Prosecutors had no easy case against Ferrer. In casting him as the bombing's mastermind, they relied on his ties to anarchism and revolutionary propaganda and proposed that Ferrer both fostered Morral's insurrectionism and suggested that Morral approach Nakens based on Ferrer's high regard for the journalist's works. However, in correspondence between the pedagogue and the antianarchist journalist just days before the bombing, the latter declined an offer from the former to write books for his school—while the two were cordial, Nakens regarded himself an outspoken enemy of anarchism. In reply, Ferrer insisted that Nakens keep the money, perhaps intended as a bribe.

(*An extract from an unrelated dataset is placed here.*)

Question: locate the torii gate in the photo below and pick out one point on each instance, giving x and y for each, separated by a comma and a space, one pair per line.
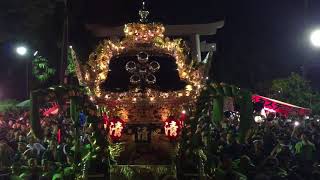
193, 31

The court was not convinced of conspiracy by this evidence.[11]

For his part, Ferrer proclaimed his innocence.[2] He told the investigation that he and Morral had limited interaction and that he did not know Morral was a revolutionary or even in Madrid.[3] Finding the evidence against Ferrer to be circumstantial, the court acquitted Ferrer, but not before impugning Ferrer's character and political activities: morally reprehensible but within the scope of their Constitution's freedom of expression.[15][2]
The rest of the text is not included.